Interprétant ce capitaine un brin taiseux mais à l’émotion toujours à fleur de peau, le comédien s’impose vite comme une figure d'exception au sein du paysage cinématographique français. On pense évidemment à Alban Lenoir ou à certains rôles d’actioners portés par Gilles Lellouche et on trouve dans cette nouvelle tête d’affiche un compétiteur de taille. Aussi à l’aise dans les séquences d’actions (superbe course poursuite à travers des rondins de bois) que dans les scènes plus intimistes où un regard, une mâchoire contractée, en disent long sur ce que traverse son personnage.

Malheureusement pour nous, l'écriture du personnage est assez austère afin de préserver l’une des révélations finales. Lors de notre rencontre, le tandem de réalisateurs nous expliquait être naturellement attiré par des figures froides, presque antipathiques. On aime plutôt bien ce genre de personnalité au cinéma, le souci c’est quand la narration s’en mêle, ici pour les besoins d’un twist, garder dans le tiroir jusqu’à la fin un élément qui nous rendrait empathiques face à ce type de personnage est toujours un parti pris risqué et casse gueule. Rappelons la désastreuse adaptation du jeu vidéo "Max Payne" par John Moore en 2008 : contrairement au jeu, le film cachait délibérément au spectateur le trauma de Max pour le révéler seulement à la 45ème minute sur un film d’une heure et demie. Trop tard pour l’implication émotionnelle du spectateur, qui a décidé avant la révélation, qu’il avait affaire à une coquille vide plutôt qu’à un personnage faussement complexe.

Et la comparaison s’arrête seulement sur le parti pris d’écriture, le capitaine Franck de Rolan n’a pas les expressions monolithiques d’un Marky Mark Whalberg dans "Max Payne". Sa partenaire, interprétée par l’immense Virginie Ledoyen, n’est pas en reste, mais deux soucis se posent à nous : les dialogues qui sonnent parfois faux et l’arc narratif du personnage qui est complètement oublié dans son climax, voire quasiment relégué au rôle de figuration de luxe. Dommage pour celle qui nous avait bluffé dans "Saint Ange" de Pascal Laugier en 2004. Les seconds couteaux écopent d’une écriture un peu grossière, mais le plaisir est total quand on retrouve l’acteur d’ "Aux yeux des vivants", Francis Renaud, en flic dépassé.

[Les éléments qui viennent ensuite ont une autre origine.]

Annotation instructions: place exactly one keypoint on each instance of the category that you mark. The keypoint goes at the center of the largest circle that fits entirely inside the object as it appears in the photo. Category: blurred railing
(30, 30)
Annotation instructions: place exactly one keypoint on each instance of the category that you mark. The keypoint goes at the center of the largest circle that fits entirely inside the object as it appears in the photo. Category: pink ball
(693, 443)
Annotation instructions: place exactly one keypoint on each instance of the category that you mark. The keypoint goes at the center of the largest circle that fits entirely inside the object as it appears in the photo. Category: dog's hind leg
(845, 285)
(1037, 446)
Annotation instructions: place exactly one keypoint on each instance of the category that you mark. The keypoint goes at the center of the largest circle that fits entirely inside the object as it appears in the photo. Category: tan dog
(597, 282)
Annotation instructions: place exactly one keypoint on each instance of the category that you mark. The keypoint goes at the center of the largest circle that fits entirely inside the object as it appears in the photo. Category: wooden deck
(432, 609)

Pour ce qui est du reste, évidemment la forme est soignée, mais hélas sans éclat (hormis pour une scène d’une violence assez crue entre deux parents). Le rythme s’en fera ressentir, malgré les décors grandioses des Vosges ou encore du sanatorium où se déroule le dernier acte, qui sont finalement peu mis en avant sans forcément jouer sur la lumière, l’ambiance ou le montage. Au vu de leur filmographie, on comprend la volonté de faire un pas de côté, de s’essayer à autre chose dans une veine de films aujourd’hui peu produits pour le grand écran. On les suivra partout dans tous les cas et même si le film regorge de petits moments dont ils ont le secret, l’ensemble semble respecter à la lettre une formule dont les coutures sont parfois un peu trop visibles. Pari à moitié réussi pour Bustillo et Maury, avec cette escapade vosgienne. On sera là pour la suite dans tous les cas.